― Тори…

― Нет! ― выставила я палец, ― Ничего не говори, ни надо ничего говорить. Где моя чёртова мать?

― Должна, к трём часам приехать… ― прошептала она осторожно, взволнованно на меня смотря, ― Где ты была? Парень твой…

― Он ― не мой парень, Аля! ― я почти прокричала это. Женщина, капитулируя вскинула руки вверх, провожая меня настороженным взглядом.

Через мгновение, я оказалась в своей комнате, совершенно одна…

Я заперла дверь и пройдя к столу напротив окна, отодвинула стул. Села, и порывшись в ноутбуке, включила музыку, чтобы заглушить шум в голове. Закинув ноги на стол, раскачиваясь на задних ножках стула, просто пила джин, бесцельно смотря в окно. Если я грохнусь, то вероятно расшибу себе башку. Было бы не плохо…

Но поздно что либо менять там, откуда я сбегу.

А здесь: Пусто. Осень. Холод.

Его голос преследует меня в коридорах, сознания, истязает, исцеляет, согревает меня бархатным чёрным саваном. Тепло запечатленное на моих губах, не смывает даже джин, прохладный и пряный. Вокруг меня больше не витает лёгкий мускатный шлейф. Только арабский жасмин, вплетается а воздух, горько-сладкий, тяжёлый, виноватый воздух.

Я и одиночество. И джин. И музыка.

Прикурила сигарету, наблюдая как струйка дыма красиво вьётся в потолок, бесконечной шёлковой лентой.

Н-да… Смолова, мало тебе проблем, вот пожалуйста, ещё одну нажила! ― глумилось надо мной моё подсознание. Я смахнула слёзы, я чувствовала, как плюралистическая система внутри меня, плела паутину из струн моей души, утаскивая меня в этот омут. Шум в голове, принял осязаемый образ, нашептывая в мои уши.

«Возьмись за это… Освободись… растворись…»

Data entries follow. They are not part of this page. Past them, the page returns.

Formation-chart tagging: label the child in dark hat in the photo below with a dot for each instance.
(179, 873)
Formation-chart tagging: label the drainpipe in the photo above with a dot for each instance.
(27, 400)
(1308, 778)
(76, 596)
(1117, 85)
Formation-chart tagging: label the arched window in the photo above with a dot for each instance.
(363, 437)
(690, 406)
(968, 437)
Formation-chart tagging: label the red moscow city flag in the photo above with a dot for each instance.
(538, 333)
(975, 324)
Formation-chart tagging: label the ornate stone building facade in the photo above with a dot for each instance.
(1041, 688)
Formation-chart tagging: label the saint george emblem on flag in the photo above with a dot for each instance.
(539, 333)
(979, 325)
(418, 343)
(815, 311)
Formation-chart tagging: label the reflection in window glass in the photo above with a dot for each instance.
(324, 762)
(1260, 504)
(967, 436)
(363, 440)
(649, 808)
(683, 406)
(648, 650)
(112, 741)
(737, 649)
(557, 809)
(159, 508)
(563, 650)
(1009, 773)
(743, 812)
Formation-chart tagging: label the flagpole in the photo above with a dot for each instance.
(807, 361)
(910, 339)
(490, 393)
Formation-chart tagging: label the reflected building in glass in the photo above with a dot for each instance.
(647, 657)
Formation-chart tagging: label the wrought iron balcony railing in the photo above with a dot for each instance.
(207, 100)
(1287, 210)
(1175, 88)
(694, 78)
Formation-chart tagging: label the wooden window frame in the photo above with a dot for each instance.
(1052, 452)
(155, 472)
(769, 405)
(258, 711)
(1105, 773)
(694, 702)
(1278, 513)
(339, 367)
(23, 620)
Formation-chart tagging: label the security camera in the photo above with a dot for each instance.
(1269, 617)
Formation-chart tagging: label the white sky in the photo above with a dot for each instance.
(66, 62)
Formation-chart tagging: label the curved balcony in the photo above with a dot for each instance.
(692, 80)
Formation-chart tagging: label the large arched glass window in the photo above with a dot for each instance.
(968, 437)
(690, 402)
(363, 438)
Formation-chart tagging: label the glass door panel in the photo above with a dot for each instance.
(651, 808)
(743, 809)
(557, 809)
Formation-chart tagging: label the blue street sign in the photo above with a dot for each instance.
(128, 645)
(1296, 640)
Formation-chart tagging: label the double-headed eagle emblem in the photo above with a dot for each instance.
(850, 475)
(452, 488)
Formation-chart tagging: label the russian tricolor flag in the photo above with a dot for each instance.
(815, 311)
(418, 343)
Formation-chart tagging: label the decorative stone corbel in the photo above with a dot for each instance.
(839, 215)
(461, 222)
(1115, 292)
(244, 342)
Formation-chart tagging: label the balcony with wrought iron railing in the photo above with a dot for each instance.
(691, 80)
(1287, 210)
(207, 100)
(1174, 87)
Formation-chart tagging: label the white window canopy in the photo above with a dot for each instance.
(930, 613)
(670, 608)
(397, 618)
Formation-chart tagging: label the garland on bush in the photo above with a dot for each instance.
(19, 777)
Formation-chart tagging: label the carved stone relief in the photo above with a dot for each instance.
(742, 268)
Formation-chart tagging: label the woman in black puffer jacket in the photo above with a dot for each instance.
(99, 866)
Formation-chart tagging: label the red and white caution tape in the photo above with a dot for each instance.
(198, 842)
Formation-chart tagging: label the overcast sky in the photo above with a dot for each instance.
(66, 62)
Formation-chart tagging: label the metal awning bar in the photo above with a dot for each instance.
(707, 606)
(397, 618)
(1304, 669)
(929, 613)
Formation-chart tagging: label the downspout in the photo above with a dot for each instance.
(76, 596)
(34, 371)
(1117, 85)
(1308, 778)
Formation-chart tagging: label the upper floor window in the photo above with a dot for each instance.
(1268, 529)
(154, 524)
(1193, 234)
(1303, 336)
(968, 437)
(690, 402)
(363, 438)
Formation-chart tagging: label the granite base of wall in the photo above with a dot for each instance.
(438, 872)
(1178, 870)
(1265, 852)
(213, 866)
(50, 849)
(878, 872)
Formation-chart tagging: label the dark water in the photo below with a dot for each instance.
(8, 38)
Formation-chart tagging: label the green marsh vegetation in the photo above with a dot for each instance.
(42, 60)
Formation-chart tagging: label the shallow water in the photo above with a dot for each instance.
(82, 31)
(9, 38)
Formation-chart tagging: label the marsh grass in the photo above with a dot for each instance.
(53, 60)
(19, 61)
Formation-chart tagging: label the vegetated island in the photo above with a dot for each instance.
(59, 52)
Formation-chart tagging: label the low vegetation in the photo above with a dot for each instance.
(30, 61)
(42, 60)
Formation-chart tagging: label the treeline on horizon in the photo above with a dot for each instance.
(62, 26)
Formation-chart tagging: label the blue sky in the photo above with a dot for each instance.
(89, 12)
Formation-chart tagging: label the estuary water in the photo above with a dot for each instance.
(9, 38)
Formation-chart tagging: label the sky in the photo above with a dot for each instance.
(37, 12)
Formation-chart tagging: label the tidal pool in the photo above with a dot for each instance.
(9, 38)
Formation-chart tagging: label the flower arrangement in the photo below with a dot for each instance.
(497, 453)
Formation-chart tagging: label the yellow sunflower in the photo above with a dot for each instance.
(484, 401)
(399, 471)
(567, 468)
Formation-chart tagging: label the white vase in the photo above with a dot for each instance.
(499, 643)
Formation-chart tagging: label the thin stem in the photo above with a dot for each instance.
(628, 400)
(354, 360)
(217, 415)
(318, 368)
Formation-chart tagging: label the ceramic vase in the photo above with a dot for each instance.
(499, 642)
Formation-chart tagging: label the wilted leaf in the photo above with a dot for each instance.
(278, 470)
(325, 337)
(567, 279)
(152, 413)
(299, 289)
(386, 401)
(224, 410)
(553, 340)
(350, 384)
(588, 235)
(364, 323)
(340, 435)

Пункт № 22: ненавижу этот голос.

Мне не хорошо. Я тяжело дышу. Я знаю, чего он хочет, о чём молит. И не знаю, чего хочу я. Плакать, кричать, разрушать… всё? Шепот, шипел как змей загоняя в угол. Меня нельзя загонять в угол. Там, я срываюсь с места.

И я кричу…

― Нет!

Я в одно движение смела всё со стола, на пол сыпля листами и сбила картину со стены, разбивая раму в осколки.

― Да, к чёрту всё!

Драму, его, и себя тоже к чёрту! Вот он мой воздух! Вот как я дышу, вот чего я хочу! Я не умею строить. Что умею ― только Разрушать. Разрушать с большой буквы «Р». Всё вокруг себя, внутри себя, саму себя. Альбомы, книги, к чёрту, в клочья. Подушки в перья. Весь мой контроль… вся координация ― к чёрту! Я кричала разбивая пространство, осыпая пространство проклятьями. Но ему всё мало…

― Тори!

― УЙДИ!

Я запульнула бутылку, в запертую дверь, в разбивая вдребезги. Пространство вокруг меня ― миражи. Внутри себя растерзана на тысячи частиц. Стерта в пыль. В моих руках застывает Гибсон. И вот, я уже без сил, словно наблюдаю за собой со стороны, не зная ни часа, ни себя. Осторожно кладу гитару на кровать, усыпанную воздушными перьями. Стены плясали вокруг меня, то сжимая, то бросая меня прочь. Дыхание сбито, вырываясь из меня как летучий ядовитый пар.

Я хвастаюсь за голову.

Они всюду, витают, как хлопья снега падают вниз. Падают вниз, соревнуясь в падении с моими слезами. Я задрожала от холода, моя кожа покрылась мурашками от ледяного ветра… «…я сижу на снегу, пока темнота медленно накрывает мир. Хлопья снега разгоняются и порывистый ветер рвёт меня на части. Мои руки в крови замёрзли, в моих ладонях чёрная птица…»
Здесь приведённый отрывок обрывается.